27 Ocak 2019 Pazar

Haydarpaşa'dan Sarayburnu'na

   Ben iflah olmaz bir kumarbazım.Bu sebepten çok borcum var.Poker,barbut falan değil yanlış anlaşılmasın.Geçmişte cebimde bir lira bile yokken defalarca dükkan açma girişimlerim oldu. Sermayesiz açılan iş yerlerimde masaya koyduğum sermaye,iş gücüm ve geleceğim oldu. Her zaman bir sonraki işimde daha iyi bir yaşantım olacak umudu ile o ticaret denen kumar masasında epey oyalandım. Şimdi masa değiştirdim ama kumara devam. Network marketing denemelerini saymazsak iş kurmuyorum fakat bunaldığım yerde kredi çekiyorum. Nefes alamadığım zamanlar oluyor borcun yükünden. "Amaaan!!" diyorum. "Doktora terapiye vereceğime bari elim bollansın" gibi mazeretlerle kendimi kandırıp borcumu borçla kapatıyorum. Elimde olmadan gelecekten hep ümidim oluyor, kumarbazın bir sonraki elden umutlu olması gibi."Bu defa kurtarıcam "diyorum hep.Geleceğimi masaya yatırmaya devam ediyorum.
 İki aydır devam eden hesaplarımın altında seyreden kazancım sonunda yine bende panik,bunalım,mutsuzluk  halleri başladı.Cumartesi günü işe giderken Zahit Atam'ın Yılmaz Güney üzerine otobiyografik kurguyla yazdığı "Direnmenin Trajedisi" kitabını okuyorum. Sarayburnu hikayesini anlattırıyor Güney'e ; " Ben İstanbul'a geldiğimde Adana'dan bilmediğim bir şey öğrenmiştim,insanlar kendilerine gelmek için Sirkeci'den ya da Yenikapı'dan Sarayburnu'na kadar yürüyorlardı,adı üstünde Topkapı Sarayı'nın hemen alt kısmındaydı,aradan sadece yol geçiyordu.Birgün oradan geçerken edebiyatçılarla birlikte,"ölürüm de ele güne karşı avucumu açmam"deyince,arkadaşlar "aman Yılmaz,hayırlı konuş,hem de burada"dediler.Niye ki diye sordum.O zaman anlattılar,orada denize atlayanın ardından kimse kurtarmak için atlamazmış,hem dalga hem de akıntı varmış,o yüzden İstanbul'un tutunamayanları orada hayata elveda diyorlarmış,tescilli intihar yeriymiş.Dalgıçlar orada ceset ararken pek çok ana "oğlumu İstanbul yuttu"diye feryat figan edermiş. Sarayburnu yani sarayın önü bir anlamda hayata karşı direnemeyenlerin pes etme yeriydi ve ben de ne yapıp etmeli hayata tutunmalı ve kendimi kabul ettirmeliydim."
  İçimdeki bunalımında etkisiyle işimi bitirir bitirmez gitmek istedim Sarayburnu'na."Seni yenicem İstanbul"denip nice umutlarla gelinen Haydarpaşa'nın öteki yakasında yüzleşmek istedim şehirle. Umutlarım ve kayıplarımla yüzleşmek istedim.
  Bunalımlı anlarımın bazılarında gitmişliğim vardır Haydarpaşa'ya.Konuşurdum onunla,sırtımı ona verip İstanbul'la."Seni yenme derdinde değilim,bir minderlik yer versen yeter" derdim.Ses vermezdi. Demek ki suskunluğunu Sarayburnu'nda kusarmış Haydarpaşa bilmezdim.

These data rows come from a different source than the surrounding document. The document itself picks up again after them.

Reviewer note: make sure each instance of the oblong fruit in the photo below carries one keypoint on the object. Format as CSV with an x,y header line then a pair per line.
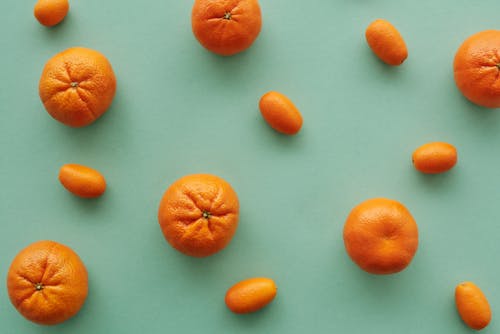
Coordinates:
x,y
47,282
435,158
82,181
198,214
280,113
476,66
250,295
381,236
472,305
51,12
386,42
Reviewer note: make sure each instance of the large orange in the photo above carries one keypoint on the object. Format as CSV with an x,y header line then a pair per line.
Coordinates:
x,y
47,282
226,27
477,68
381,236
77,86
199,214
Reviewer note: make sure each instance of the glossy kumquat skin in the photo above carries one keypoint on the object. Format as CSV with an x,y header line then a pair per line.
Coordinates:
x,y
250,295
280,113
82,181
472,305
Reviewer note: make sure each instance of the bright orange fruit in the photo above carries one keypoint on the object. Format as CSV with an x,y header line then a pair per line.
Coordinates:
x,y
280,113
472,305
47,283
386,42
82,181
77,86
199,214
381,236
250,295
477,67
51,12
226,27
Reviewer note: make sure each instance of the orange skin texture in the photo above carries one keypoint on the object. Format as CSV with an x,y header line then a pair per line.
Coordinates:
x,y
386,42
47,283
381,236
472,305
250,295
280,113
198,214
51,12
477,68
77,86
435,158
226,27
82,181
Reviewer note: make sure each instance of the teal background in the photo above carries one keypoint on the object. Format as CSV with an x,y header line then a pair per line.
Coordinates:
x,y
180,109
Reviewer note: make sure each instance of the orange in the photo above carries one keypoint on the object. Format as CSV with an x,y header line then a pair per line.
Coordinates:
x,y
250,295
472,305
280,113
199,214
77,86
47,283
381,236
51,12
386,42
82,181
434,158
226,27
477,67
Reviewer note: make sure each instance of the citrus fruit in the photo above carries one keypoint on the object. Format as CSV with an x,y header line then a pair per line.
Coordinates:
x,y
472,305
477,68
434,158
381,236
199,214
250,295
226,27
51,12
47,283
386,42
280,113
77,86
82,181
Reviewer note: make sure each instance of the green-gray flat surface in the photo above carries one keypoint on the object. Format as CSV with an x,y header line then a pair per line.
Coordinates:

  Sularını izledim Sarayburnu'nun,nasıl da sevimli ve güzel.Dalıp yüzme isteği uyandırıyor.Kim umar ki o güzelliğin altında nice annenin "İstanbul evladımı yuttu "feryadının olduğunu!..

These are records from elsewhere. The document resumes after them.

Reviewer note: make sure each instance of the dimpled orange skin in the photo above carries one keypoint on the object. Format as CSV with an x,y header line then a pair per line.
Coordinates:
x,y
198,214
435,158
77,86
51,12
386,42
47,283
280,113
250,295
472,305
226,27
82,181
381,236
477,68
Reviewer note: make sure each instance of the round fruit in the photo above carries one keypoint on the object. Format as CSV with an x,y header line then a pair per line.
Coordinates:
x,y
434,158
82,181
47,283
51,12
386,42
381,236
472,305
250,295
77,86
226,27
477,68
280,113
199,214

  Hem kırgınlıkla hem hayranlıkla baktım Sarayburnu'nun sularına.Hadi benim aptallıklarımla denize attıklarım vardı ama İstanbul'un da yuttuğu az değildi ki. Çok da büyük şeyler istemedim,biraz daha insani yaşayayım diye uğraştım,kimine 'yürü ya kulum'derken benim tuttuğumu elimde bıraktı. Aşklarımı bile yuttun Sarayburnu.Aşk yutulur mu? Onları bile bıraktık o dalgalı akıntına.Hiçbir aşkın fırtınası senin dalganı yenecek kadar büyük değilmiş demekki. Kaç tane kendimden boğuldu o sularda.Sen boğdukça ben Haydarpaşa'da yeniden doğdum. Bu ölüm-kalımın galibi kim olur bilmiyorum.Bildiğim o ki, Sarayburnu'nda boğuldukça bu şehre daha çok gömülüyorum.